The qualitative assays for HCV RNA detection showed 100% accuracy. This emphasizes the usefulness of the multicenter work performed within the “Groupe Français d'Etudes Moleculaires des Hepatites,” which previously organized national quality control studies of such assays (6). Thus, the 21 laboratories involved in the present study may be considered qualified for reliable HCV RNA detection in the context of multicenter trials.
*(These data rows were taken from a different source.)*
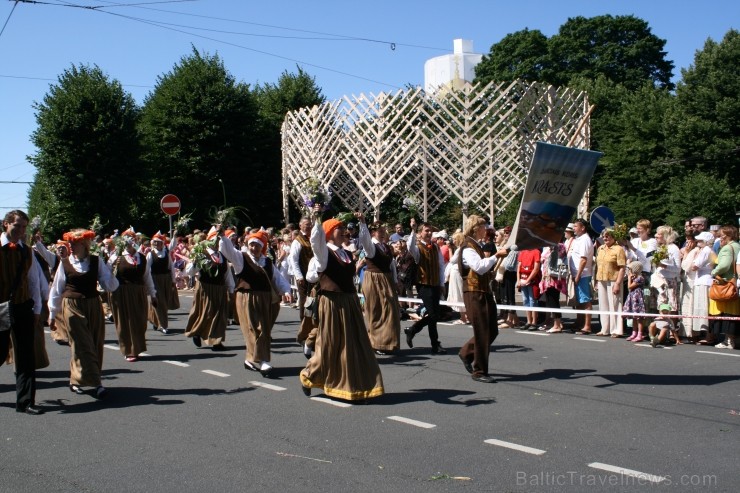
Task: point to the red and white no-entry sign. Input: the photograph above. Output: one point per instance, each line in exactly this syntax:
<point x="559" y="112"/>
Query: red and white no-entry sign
<point x="170" y="204"/>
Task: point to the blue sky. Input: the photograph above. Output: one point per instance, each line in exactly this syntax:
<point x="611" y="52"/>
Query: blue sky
<point x="345" y="45"/>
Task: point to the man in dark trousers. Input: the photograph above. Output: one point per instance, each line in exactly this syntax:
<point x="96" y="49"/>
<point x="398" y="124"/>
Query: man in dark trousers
<point x="430" y="283"/>
<point x="19" y="284"/>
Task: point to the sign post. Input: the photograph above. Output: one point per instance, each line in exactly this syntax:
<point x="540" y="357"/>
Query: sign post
<point x="170" y="205"/>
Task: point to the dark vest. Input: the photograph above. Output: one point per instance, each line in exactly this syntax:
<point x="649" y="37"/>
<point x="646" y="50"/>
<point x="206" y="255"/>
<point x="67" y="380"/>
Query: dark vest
<point x="217" y="277"/>
<point x="10" y="261"/>
<point x="81" y="285"/>
<point x="161" y="265"/>
<point x="381" y="262"/>
<point x="471" y="280"/>
<point x="338" y="276"/>
<point x="428" y="264"/>
<point x="131" y="274"/>
<point x="306" y="253"/>
<point x="253" y="277"/>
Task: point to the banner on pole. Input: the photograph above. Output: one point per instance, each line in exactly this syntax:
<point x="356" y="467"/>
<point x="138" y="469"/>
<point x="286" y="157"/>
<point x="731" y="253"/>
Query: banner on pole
<point x="556" y="182"/>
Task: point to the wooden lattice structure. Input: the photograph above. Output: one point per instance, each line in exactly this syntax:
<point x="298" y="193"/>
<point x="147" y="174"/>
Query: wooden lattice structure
<point x="474" y="144"/>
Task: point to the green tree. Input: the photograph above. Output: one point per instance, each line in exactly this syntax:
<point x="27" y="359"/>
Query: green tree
<point x="520" y="55"/>
<point x="291" y="92"/>
<point x="87" y="151"/>
<point x="704" y="124"/>
<point x="621" y="48"/>
<point x="199" y="129"/>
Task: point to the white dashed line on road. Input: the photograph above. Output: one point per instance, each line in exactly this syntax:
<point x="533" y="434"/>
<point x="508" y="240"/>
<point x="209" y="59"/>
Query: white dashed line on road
<point x="216" y="373"/>
<point x="176" y="363"/>
<point x="331" y="402"/>
<point x="719" y="354"/>
<point x="412" y="422"/>
<point x="627" y="472"/>
<point x="268" y="386"/>
<point x="515" y="446"/>
<point x="589" y="339"/>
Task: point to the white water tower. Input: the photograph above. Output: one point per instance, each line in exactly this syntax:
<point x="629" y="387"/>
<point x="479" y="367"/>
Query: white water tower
<point x="451" y="71"/>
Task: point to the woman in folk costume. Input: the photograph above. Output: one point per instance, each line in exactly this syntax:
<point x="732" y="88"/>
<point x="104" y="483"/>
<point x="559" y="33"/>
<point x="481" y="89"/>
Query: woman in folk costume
<point x="163" y="276"/>
<point x="258" y="289"/>
<point x="74" y="299"/>
<point x="129" y="302"/>
<point x="343" y="364"/>
<point x="207" y="319"/>
<point x="379" y="289"/>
Although genotyping methods were not evaluated and compared to a “gold standard,” most of the laboratories that used the same standardized genotyping assay (the Inno-LiPA assay) had concordant results (19 of the 21 laboratories had accuracies greater than 90%). These 19 laboratories may thus be considered qualified for participation in multicenter studies, including HCV genotype determination. The other laboratories will need to improve the reliabilities of their procedures, possibly by using another kind of genotyping assay.

By contrast, poor results were obtained during the first round of the quantitative assay, as reported in other independent studies (4, 6, 8). Our second round, based on the two standardized procedures available in France, gave far better results: most of the laboratories had concordant data, with a good correlation between the two quantitative assays. Indeed, interlaboratory comparisons showed few differences except for one laboratory (laboratory B in Fig. 1) and for one particular sample.

For blood samples with high viral loads, the number of samples with out-of-range results was notably higher by the AMPLICOR HCV Monitor assay (despite the use of the dilution recommended by the manufacturer) than by the b-DNA assay. The lack of linearity observed by the AMPLICOR HCV Monitor assay for the highest levels of viremia prompted us to alert the Roche Diagnostics Department. This manufacturer provided new recommendations and revised the method so that the linearity of the assay was improved: the previous highest limit of quantification (850,000 IU/ml) was estimated to be too high, and a new limit of linearity (500,000 IU/ml) was established. Indeed, Roche Diagnostics recommended that the results for all samples with viral loads between 500,000 and 850,000 IU/ml be verified by performing 1/100 dilutions in HCV-negative serum. For samples derived from patients receiving treatment, it was recommended that the previous serum sample be retested in parallel with the new one.

In conclusion, our results show that, even with the commercial assays that have currently been registered by health administrations, it is necessary to organize evaluations of the expertise of laboratories using such assays.